O Globo
Numa eleição em que, cinco meses antes do
pleito, dois candidatos já concentram cerca de 70% das intenções de voto, é
tarefa cada vez mais hercúlea aos demais postulantes se manter no páreo, ainda
mais num cenário de escassez de dinheiro para bancar campanhas.
São muitas as causas para que essa
consolidação de Lula e Jair Bolsonaro nas primeiras colocações na preferência
do eleitor tenha ocorrido, da inexplicável inapetência dos demais partidos pela
Presidência da República a uma espécie de profecia autorrealizável que levou o
eleitorado a antecipar para o primeiro turno, pela segunda eleição consecutiva,
uma escolha que ele só precisaria fazer no segundo.
Diante desse cenário que permanece imutável
nas pesquisas semana a semana — na verdade se acentua, dado o crescimento
lento, mas ainda assim assustador, de Bolsonaro —, a situação dos demais
postulantes vai se assemelhando a um salve-se quem puder. Como num reality show político, os
pré-candidatos foram sendo “eliminados” por não reunirem condições mínimas de
brigar no primeiro pelotão.
Restam, agora, Ciro Gomes (PDT), João Doria
(PSDB) e Simone Tebet (MDB), lutando para levar seus projetos até o fim, e
André Janones (Avante) e Luciano Bivar (União Brasil), que devem figurar na
cédula, mas cujos partidos nunca chegaram a ter aspiração real de disputar com
chance.
PSDB e MDB parecem não saber o que fazer com a data que eles mesmos fixaram para o “resta um” entre seus pré-candidatos. Eduardo Leite caiu fora, Sergio Moro foi limado, Bivar se retirou da brincadeira, agora ficaram Tebet e Doria à espera de algum critério que defina quem será cabeça de chapa e quem será vice (se é que um deles topará esse prêmio de consolação).

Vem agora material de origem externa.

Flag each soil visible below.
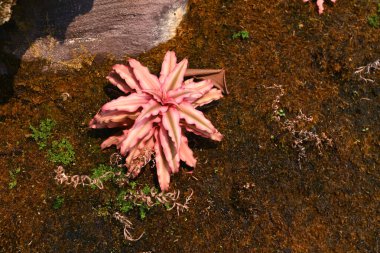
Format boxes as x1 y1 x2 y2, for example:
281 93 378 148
0 0 380 253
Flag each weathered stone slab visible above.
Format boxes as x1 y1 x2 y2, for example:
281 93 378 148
0 0 187 61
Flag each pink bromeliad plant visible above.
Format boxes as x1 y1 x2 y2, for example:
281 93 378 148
89 51 223 191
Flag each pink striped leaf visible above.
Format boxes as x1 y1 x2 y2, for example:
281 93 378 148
138 99 168 120
178 102 222 141
162 59 187 91
120 117 160 155
102 93 151 112
89 111 137 128
162 107 182 150
159 51 177 83
154 132 170 191
159 127 179 173
179 135 197 168
128 59 161 91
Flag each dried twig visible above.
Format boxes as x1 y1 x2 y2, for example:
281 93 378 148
113 212 145 242
267 84 332 168
54 166 121 189
125 187 194 216
354 59 380 83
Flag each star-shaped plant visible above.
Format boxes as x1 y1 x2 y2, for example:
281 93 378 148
90 51 223 191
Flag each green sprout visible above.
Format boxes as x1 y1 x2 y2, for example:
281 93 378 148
278 109 286 117
232 30 249 40
48 138 75 165
368 1 380 28
29 119 55 150
8 168 21 189
53 196 65 210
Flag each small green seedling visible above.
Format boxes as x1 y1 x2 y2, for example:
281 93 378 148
232 30 249 40
53 196 65 210
278 109 286 117
48 138 75 165
8 168 21 189
29 119 55 150
368 2 380 28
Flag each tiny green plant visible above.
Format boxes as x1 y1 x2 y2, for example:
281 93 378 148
29 119 55 149
116 182 161 220
232 30 249 40
91 164 118 189
8 168 21 189
116 191 134 213
53 196 65 210
48 138 75 165
368 1 380 28
278 109 286 117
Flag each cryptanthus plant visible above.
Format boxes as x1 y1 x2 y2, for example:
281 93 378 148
89 51 223 191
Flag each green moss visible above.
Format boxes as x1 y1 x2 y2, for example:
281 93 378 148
29 119 55 150
48 138 75 165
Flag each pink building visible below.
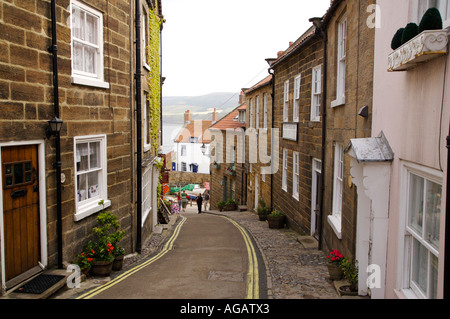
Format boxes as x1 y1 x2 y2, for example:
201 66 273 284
347 0 450 299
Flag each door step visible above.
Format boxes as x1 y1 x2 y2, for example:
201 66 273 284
3 269 71 299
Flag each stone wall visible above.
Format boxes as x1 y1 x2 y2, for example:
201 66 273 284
273 36 323 235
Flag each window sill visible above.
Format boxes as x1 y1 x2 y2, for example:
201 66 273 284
74 199 111 222
331 97 345 107
71 75 109 89
388 29 448 72
327 214 342 239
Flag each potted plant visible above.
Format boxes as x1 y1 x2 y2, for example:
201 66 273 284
85 200 124 276
217 201 225 212
327 249 344 280
267 209 286 229
339 258 358 295
256 197 270 222
75 252 93 275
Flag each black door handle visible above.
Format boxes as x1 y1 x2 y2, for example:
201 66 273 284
11 188 27 199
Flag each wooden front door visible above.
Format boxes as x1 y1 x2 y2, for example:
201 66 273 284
1 145 40 281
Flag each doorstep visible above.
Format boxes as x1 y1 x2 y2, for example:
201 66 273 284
0 269 72 300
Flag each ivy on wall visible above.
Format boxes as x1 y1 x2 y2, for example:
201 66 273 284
146 10 162 153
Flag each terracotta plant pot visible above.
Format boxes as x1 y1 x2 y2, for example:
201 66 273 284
112 255 124 271
91 260 113 277
338 285 358 296
327 263 344 280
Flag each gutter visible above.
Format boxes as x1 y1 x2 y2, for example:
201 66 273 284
134 0 142 253
49 0 63 269
310 18 328 250
268 69 279 211
444 132 450 299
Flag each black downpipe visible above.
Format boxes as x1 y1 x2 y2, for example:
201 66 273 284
50 0 63 269
444 132 450 299
135 0 142 253
268 68 279 211
317 28 328 250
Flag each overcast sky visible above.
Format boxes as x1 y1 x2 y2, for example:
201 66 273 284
162 0 330 96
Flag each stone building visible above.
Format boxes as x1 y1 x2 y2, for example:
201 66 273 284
320 0 375 257
243 75 272 211
268 26 323 238
208 100 246 209
0 0 163 292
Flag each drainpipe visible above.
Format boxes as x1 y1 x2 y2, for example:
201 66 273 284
444 132 450 299
317 22 328 250
268 68 279 210
134 0 142 253
50 0 63 269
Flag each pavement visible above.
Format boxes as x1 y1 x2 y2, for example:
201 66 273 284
47 203 341 299
210 211 341 299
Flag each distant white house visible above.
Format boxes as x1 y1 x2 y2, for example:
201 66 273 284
172 109 217 174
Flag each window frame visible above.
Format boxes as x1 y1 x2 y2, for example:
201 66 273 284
397 162 444 299
292 152 300 200
68 0 109 89
283 80 289 122
310 64 322 122
73 134 111 221
255 95 260 129
281 148 288 192
331 16 348 107
249 99 253 128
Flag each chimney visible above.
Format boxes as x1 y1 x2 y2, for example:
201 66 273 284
213 108 217 123
184 110 192 124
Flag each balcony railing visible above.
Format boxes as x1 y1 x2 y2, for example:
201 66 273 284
388 30 448 72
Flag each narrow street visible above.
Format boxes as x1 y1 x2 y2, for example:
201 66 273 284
78 206 267 299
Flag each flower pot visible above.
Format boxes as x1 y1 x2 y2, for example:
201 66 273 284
327 263 344 280
338 285 358 296
258 213 267 222
91 260 113 277
267 215 286 229
112 255 124 271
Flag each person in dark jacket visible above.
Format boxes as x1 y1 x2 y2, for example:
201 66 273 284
197 194 203 214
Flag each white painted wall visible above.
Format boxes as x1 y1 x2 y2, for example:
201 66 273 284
372 0 450 298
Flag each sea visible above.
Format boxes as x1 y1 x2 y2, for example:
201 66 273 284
163 121 183 154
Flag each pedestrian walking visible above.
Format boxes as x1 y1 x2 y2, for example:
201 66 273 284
181 191 187 213
197 193 203 214
203 190 209 210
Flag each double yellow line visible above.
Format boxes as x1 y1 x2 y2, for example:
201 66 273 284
222 216 259 299
76 215 187 299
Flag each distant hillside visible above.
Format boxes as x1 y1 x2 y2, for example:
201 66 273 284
163 93 239 124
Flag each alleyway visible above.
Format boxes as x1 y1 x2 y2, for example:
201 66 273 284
71 207 266 299
55 206 339 299
212 211 340 299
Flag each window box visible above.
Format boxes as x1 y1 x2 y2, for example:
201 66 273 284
388 30 448 72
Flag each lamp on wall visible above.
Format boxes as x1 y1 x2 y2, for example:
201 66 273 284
200 143 206 155
45 116 63 138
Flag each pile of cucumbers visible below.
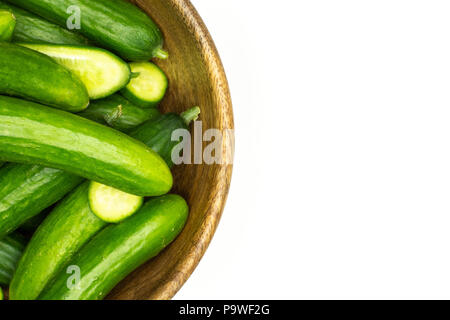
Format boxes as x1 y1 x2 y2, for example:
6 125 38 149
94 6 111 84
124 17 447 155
0 0 200 300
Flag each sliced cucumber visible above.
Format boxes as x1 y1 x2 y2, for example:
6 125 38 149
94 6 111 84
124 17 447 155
121 62 168 107
20 43 131 99
0 10 16 41
89 181 144 223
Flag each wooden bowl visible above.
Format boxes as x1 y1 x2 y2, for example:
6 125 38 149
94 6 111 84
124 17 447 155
108 0 233 300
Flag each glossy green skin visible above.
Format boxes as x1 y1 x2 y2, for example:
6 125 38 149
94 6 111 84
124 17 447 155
0 42 89 112
0 1 89 45
0 96 173 196
18 205 54 235
0 163 83 239
0 8 16 41
39 194 189 300
78 94 160 132
0 95 159 238
8 0 163 61
0 234 26 285
10 182 107 300
130 113 188 167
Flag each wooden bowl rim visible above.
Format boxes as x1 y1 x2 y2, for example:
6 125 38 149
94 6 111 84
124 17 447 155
147 0 234 300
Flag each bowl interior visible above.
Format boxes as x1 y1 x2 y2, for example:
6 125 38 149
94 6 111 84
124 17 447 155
108 0 233 299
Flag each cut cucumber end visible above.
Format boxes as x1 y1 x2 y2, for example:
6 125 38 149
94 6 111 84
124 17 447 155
180 107 201 126
121 62 168 108
155 48 169 60
89 181 144 223
19 43 131 100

É como uma dança das cadeiras desanimada, numa
festa de criança a que a maioria dos convidados não compareceu. Nem os próprios
partidos se animam de verdade com essa “concertação”. Por eles, deixariam esse
negócio de Planalto de lado e cuidariam de tentar fazer bancadas e angariar
fundo partidário, como seus colegas de outras legendas estão fazendo. É mais
por insistência dos pré-candidatos que se mantém a tentativa de acordo, mas
essa insistência também parte da expectativa de cada um deles de que será o
escolhido, nunca o contrário.
O momento vivido por Ciro não é mais
confortável. Veterano em disputas, ele viu seu projeto de, finalmente, ser o
nome mais competitivo da esquerda ser abatido quando Lula ficou liberado para
disputar. Se, a esta altura da cristalização dos votos, já é difícil para Doria
ou Tebet desbancar Bolsonaro na etapa final, fica quase impossível a estratégia
de Ciro: credenciar-se para ir na “vaga” de Lula.
Nem João Santana conseguiu emplacar um
discurso para operar esse milagre, e, uma vez consolidada a chapa com Geraldo
Alckmin e a ampla frente que ele vem costurando, Lula passou agora a se dedicar
a atrair o PDT, se não oficialmente, ao menos na prática, tomando de seu
ex-ministro palanques relevantes.
Na retórica, as cúpulas partidárias
renovarão a intenção de combater uma polarização que só foi possível porque
faltaram ao autointitulado “centro democrático” foco, estratégia e, sobretudo,
coragem para combater Bolsonaro.
Na base do orçamento secreto e do “vamos
deixá-lo sangrar para chegar fraco à eleição”, permitiram que o capitão saísse
da lona e voltasse ao jogo competitivo eleitoralmente e liberado para investir
explicitamente contra o próprio processo eleitoral.
Agora restam poucas armas e poucos soldados
para estar à frente da resistência que será necessária a esse teste de estresse
da democracia. E pior: muitos fingindo-se de indignados, mas dispostos a deixar
o golpismo avançar sem lhe dar combate algum.